Relação fraterna com a criação
“Contemplar e cuidar: eis duas atitudes que indicam o caminho para corrigir e reequilibrar a nossa relação de seres humanos com a criação. Muitas vezes a nossa relação com a criação parece ser uma relação entre inimigos. Destruir a criação para o meu benefício. Não podemos nos esquecer que isso se paga caro. Não nos esqueçamos o ditado espanhol: “Deus perdoa sempre, nós perdoamos às vezes, a natureza não perdoa nunca”. Hoje, li no jornal sobre as duas grandes geleiras da Antártica, perto do Mar de Amundsen. Estão prestes a cair. Será terrível, porque o nível do mar aumemntará e isso irá trazer muitas, muitas dificuldades e muito mal. E por que? Por causa do aquecimento, do não cuidar do meio ambiente, não cuidar da Casa comum. Por outro lado, quando temos esta relação – deixe-me dizer a palavra – “fraterna”: é uma figura; uma relação “fraterna” com a criação, nos tornamos guardiães da Casa comum, guardiães da vida e guardiães da esperança. Protegemos a herança que Deus nos confiou para que as gerações futuras possam desfrutá-la. E alguém pode dizer: “Mas eu vivo assim”. O problema não é como você administra hoje – isso foi dito por um teólogo alemão, protestante, bom: Bonhoeffer – o problema não é como você administra hoje; o problema é: qual será a herança, a vida da geração futura? Pensemos nas crianças, nos netos: o que deixaremos se exploramos a criação? Vamos proteger este caminho. Preservemos a herança que Deus nos confiou, para que as gerações futuras possam usufruir dela”, disse Francisco, acrescentando:
Penso de forma especial nos povos indígenas, com os quais todos nós temos uma dívida de gratidão, mas também de penitência, para consertar o mal que fizemos a eles.
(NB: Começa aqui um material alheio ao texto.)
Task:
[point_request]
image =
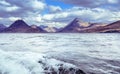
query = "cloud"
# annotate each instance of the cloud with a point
(86, 14)
(94, 3)
(54, 9)
(21, 8)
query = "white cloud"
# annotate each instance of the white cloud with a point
(11, 9)
(14, 18)
(113, 1)
(54, 9)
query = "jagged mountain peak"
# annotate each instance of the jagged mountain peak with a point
(19, 23)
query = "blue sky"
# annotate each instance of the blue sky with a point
(58, 12)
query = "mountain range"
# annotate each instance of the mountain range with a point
(76, 26)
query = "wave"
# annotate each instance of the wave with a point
(34, 63)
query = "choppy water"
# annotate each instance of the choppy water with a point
(33, 53)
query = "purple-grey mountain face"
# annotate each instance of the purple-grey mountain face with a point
(49, 29)
(77, 26)
(20, 26)
(2, 27)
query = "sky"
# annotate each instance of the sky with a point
(58, 12)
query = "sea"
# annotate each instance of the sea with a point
(59, 53)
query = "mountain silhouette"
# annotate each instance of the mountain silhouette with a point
(20, 26)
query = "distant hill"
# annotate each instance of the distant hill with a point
(75, 26)
(20, 26)
(78, 26)
(49, 29)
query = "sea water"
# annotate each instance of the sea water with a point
(46, 53)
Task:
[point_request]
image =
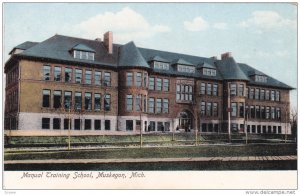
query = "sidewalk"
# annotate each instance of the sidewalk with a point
(145, 160)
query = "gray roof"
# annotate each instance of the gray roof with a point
(83, 47)
(131, 56)
(58, 47)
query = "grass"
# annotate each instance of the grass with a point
(160, 152)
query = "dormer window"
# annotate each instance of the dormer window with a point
(161, 65)
(261, 78)
(209, 72)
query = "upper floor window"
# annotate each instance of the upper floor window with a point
(183, 68)
(161, 65)
(107, 79)
(129, 78)
(46, 70)
(57, 73)
(138, 80)
(260, 78)
(209, 72)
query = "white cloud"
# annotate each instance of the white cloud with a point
(126, 24)
(220, 25)
(197, 24)
(267, 20)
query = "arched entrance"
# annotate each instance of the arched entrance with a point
(186, 120)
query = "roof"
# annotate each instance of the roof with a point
(83, 47)
(131, 56)
(58, 48)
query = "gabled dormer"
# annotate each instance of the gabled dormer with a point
(184, 66)
(83, 52)
(158, 62)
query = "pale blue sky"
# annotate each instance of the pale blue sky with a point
(263, 35)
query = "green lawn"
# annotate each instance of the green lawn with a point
(161, 152)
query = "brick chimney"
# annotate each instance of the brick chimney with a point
(226, 55)
(108, 41)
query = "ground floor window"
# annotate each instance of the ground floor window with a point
(97, 124)
(87, 124)
(56, 123)
(107, 124)
(45, 123)
(129, 125)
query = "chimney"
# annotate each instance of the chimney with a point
(226, 55)
(108, 41)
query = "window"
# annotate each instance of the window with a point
(88, 101)
(107, 79)
(77, 124)
(257, 94)
(97, 124)
(209, 72)
(78, 75)
(252, 112)
(87, 124)
(241, 90)
(234, 109)
(215, 109)
(129, 103)
(161, 65)
(215, 90)
(97, 101)
(138, 103)
(88, 77)
(278, 96)
(202, 89)
(138, 81)
(107, 124)
(129, 125)
(46, 98)
(107, 102)
(208, 109)
(262, 94)
(151, 83)
(45, 123)
(272, 113)
(97, 78)
(166, 106)
(158, 84)
(56, 123)
(68, 75)
(145, 79)
(67, 124)
(257, 111)
(233, 89)
(241, 109)
(57, 99)
(208, 88)
(267, 95)
(272, 95)
(158, 105)
(68, 99)
(57, 73)
(202, 108)
(78, 101)
(151, 105)
(46, 70)
(129, 78)
(267, 112)
(166, 85)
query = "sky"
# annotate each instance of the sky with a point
(263, 35)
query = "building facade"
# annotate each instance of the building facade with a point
(85, 85)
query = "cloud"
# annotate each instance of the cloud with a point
(126, 24)
(267, 20)
(197, 24)
(220, 26)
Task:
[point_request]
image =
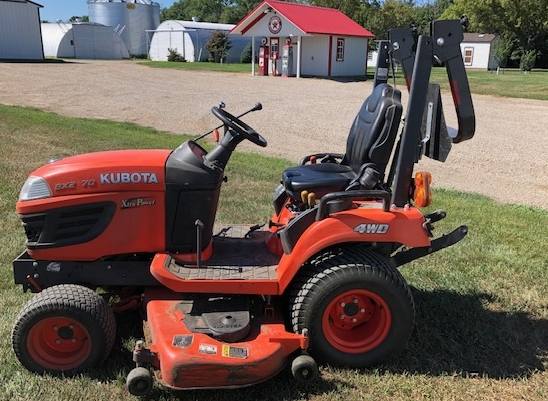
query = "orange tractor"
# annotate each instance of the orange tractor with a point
(229, 306)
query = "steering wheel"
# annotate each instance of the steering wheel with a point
(239, 126)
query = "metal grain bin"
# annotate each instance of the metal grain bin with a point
(129, 18)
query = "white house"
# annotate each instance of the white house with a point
(314, 41)
(189, 38)
(82, 40)
(20, 35)
(477, 51)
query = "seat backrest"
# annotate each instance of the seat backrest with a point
(373, 133)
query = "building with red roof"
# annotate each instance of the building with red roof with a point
(299, 39)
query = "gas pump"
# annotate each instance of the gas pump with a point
(263, 60)
(275, 58)
(287, 59)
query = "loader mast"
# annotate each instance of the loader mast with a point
(416, 55)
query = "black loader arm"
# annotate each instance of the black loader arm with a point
(447, 36)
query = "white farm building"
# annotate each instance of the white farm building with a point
(477, 51)
(82, 41)
(189, 38)
(20, 35)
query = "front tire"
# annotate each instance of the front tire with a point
(64, 329)
(357, 307)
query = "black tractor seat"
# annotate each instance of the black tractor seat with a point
(368, 149)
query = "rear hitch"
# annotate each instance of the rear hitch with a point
(444, 241)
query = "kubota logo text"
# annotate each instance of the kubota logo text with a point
(129, 178)
(372, 228)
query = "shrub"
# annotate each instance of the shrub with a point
(175, 56)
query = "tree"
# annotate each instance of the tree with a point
(424, 14)
(526, 21)
(218, 46)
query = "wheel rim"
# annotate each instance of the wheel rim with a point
(59, 343)
(356, 321)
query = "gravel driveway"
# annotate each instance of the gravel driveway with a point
(506, 159)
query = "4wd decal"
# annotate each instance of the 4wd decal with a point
(128, 178)
(137, 202)
(372, 228)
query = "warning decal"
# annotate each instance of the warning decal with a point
(234, 352)
(182, 341)
(207, 349)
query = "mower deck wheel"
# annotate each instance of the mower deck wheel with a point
(64, 329)
(304, 369)
(139, 381)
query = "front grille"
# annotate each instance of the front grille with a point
(67, 225)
Mas penso também nos movimentos, associações e grupos populares que estão comprometidos em proteger o próprio território com os seus valores naturais e culturais. Estas realidades sociais nem sempre são apreciadas, às vezes são até impedidas, mas na realidade contribuem para uma revolução pacífica, a “revolução do cuidado”. Contemplar para curar. Contemplar para cuidar. Contemplar para proteger, proteger a Criação, os nossos filhos, netos e proteger o futuro. Contemplar para curar e proteger e deixar uma herança para a geração futura.
O Papa concluiu, dizendo que “não é necessário delegar a alguns a tarefa que compete a cada ser humano. Cada um de nós pode e deve se tornar um ‘guardião da Casa comum’, capaz de louvar a Deus por suas criaturas, contemplando-as e protegendo-as”.